Before you upgrade the configuration of your Elasticsearch cluster, you can migrate the nodes in the zone where the cluster resides to another zone. This ensures that the zone where the cluster resides provides sufficient resources for the upgrade. This topic describes how to migrate the nodes in a zone.
Prerequisites
- A zone with sufficient resources exists within the current account.
We recommend that you select new zones from bottom to top in alphabetical order because these zones may have sufficient resources. For example, if both cn-hangzhou-e and cn-hangzhou-h are available, select cn-hangzhou-h. After you migrate nodes to another zone, you must manually update the configuration of your Elasticsearch cluster. For more information, see Upgrade the configuration of a cluster.
- Your Elasticsearch cluster is in the Active state.
You can run the
GET _cat/health?v
command to check the status of the cluster. - Log on to the Kibana console and check whether your cluster stores indexes in the close state. If your cluster
stores such indexes, you must open the indexes. Otherwise, the upgrade fails.

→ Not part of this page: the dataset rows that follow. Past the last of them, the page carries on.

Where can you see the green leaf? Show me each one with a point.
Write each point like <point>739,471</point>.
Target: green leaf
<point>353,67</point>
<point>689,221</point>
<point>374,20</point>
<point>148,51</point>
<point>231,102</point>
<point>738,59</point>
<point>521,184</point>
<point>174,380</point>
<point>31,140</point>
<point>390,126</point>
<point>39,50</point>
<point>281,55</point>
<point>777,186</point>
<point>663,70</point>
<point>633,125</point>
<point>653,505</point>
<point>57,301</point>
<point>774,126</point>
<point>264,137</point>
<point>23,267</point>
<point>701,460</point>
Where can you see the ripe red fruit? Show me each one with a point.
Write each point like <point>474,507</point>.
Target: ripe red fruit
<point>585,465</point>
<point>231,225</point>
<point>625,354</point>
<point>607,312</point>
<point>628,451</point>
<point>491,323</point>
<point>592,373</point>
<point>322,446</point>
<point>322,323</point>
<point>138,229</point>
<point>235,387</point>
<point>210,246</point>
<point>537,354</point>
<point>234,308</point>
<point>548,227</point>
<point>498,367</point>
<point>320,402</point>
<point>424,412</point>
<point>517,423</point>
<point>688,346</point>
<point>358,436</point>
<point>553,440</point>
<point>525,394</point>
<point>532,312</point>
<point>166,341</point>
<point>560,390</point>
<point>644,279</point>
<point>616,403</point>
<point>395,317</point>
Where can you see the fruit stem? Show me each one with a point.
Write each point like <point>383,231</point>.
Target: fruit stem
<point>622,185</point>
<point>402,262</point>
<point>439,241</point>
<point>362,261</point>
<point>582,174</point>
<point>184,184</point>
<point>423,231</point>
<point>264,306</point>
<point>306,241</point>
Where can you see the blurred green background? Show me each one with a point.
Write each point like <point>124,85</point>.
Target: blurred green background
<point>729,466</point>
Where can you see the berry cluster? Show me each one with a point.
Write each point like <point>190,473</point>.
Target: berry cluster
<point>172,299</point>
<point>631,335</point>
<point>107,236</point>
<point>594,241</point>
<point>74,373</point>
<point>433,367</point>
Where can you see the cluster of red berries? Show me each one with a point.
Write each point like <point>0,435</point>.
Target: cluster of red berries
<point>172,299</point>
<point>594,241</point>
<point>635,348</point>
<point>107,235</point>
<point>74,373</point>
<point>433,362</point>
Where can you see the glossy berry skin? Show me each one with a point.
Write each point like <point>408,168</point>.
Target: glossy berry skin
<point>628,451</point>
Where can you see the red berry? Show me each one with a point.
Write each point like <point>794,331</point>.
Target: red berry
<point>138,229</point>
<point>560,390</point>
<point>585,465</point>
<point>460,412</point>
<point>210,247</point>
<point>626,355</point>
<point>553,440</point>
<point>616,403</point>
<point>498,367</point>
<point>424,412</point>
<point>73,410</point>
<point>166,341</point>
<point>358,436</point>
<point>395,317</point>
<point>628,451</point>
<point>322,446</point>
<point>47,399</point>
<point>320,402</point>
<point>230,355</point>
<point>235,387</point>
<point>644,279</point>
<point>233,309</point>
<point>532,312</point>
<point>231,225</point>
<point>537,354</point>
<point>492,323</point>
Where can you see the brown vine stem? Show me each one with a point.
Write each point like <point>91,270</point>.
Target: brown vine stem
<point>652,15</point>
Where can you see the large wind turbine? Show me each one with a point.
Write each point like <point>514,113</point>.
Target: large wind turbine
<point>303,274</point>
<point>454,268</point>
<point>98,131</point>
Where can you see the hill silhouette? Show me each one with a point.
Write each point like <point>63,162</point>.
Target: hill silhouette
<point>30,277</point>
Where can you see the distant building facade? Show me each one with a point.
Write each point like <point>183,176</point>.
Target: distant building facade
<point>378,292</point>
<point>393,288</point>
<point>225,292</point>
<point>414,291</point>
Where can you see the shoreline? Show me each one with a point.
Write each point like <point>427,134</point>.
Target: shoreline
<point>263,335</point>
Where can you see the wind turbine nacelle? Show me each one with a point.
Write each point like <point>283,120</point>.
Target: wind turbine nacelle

- Run the following command to view the statuses of indexes:
GET /_cat/indices?v
- Run the following command to open an index in the close state:
POST /<index_name>/_open
- Run the following command to view the statuses of indexes:
Precautions
- You can migrate the nodes only in a single zone to another zone at a time. If you want to migrate the nodes in multiple zones at a time, you must perform migration multiple times.
- After you migrate the nodes in a zone to another zone, the system performs a rolling restart for your cluster. The time required for the migration depends on the size, data volume, and load of your cluster. We recommend that you perform migration during off-peak hours.
- In most cases, if the indexes of your cluster have replica shards and the load of your cluster is normal, your cluster can still provide services during migration. The following items indicate that the load of a cluster is normal: The CPU utilization of the cluster is about 60%, the heap memory usage of the cluster is about 50%, and the value of NodeLoad_1m is less than the number of vCPUs for the cluster.
- If the indexes of your cluster do not have replica shards, the load of the cluster is excessively high, and large amounts of data are written to or queried in your cluster, access timeouts may occur during migration. We recommend that you configure an access retry mechanism for your client before you migrate nodes in a zone. This reduces the impact on your business.